El se quedó cayado cuando sintió el frío toque del cañón de una pistola tocar su cuello, bajando la mirada se encontró con la fría mirada del Uzumaki, que había perdido su sonrisa.
"Trato de ser amable, lo mínimo que espero es que sean amables también, da un paso atrás"
"…" el grupo de adultos tuvo que dar un paso atrás, no había esperado que uno de los mocosos se atreva a apuntar un arma contra ellos, y por la forma en que la chica de cabello morado apoyaba la mano sobre la empuñadura de su espada, estaba seguro de que también los atacaría.
"¿Qué es todo este alboroto?"
Afortunadamente cualquier intento de ataque se detuvo ante la llegada Yuriko y Souichiro, siendo este último quien ignoró a los adolescentes espadachines y su mirada al chico de rodillas, que se negaba a soltar las armas.
"Joven, ¿cómo te llamas? Soy Souichiro Takagi, líder de la liga de patriotas devotos"
"KK-Kohta Hirano, clase B de segundo año en la preparatoria Fujimi" respondió mientras tartamudeaba cada palabra que decía.
La señora Tagaki se acercó a su esposo y comenzó a susurrarle al oído quién es él, haciendo que este asintiera levemente con la cabeza, "Mi esposa dice que los cuerpos de los infectados encontrados en los límites de la reja tienen tiros perfectos en sus frentes, una bala, un infectado, ¿Tu fuiste ese tirador?"
"¡Si!"
"Ya veo, y si dejó que te quedes con tu armamento, ¿Cuál sería tu objetivo?"

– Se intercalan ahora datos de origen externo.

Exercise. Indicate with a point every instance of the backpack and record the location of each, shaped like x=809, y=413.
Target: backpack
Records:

"¡Será proteger a su hija!"
"…" quedándose en silencio algunos segundos, el jefe Takagi dio la señal a sus hombres para que se retiraran, "Tienes lo que se necesita para formar parte del grupo de mi hija, te dejare que te quedes con tus armas, y me asegurare de que recibas las municiones correspondientes, espero no me decepciones"
"¡No-o! ¡No lo haré señor!"
"Bien" satisfecho con haber terminado un problema, se fijó en otro, "Uzamaki te veré a ti y a Komuro en mi oficina en 20 minutos, no me hagan esperar"
"Oh…okey" Naruto solo parpadeó por la repentina orden, sabiamente fue a buscar a su flaco amigo del bate e ir directamente a esta reunión.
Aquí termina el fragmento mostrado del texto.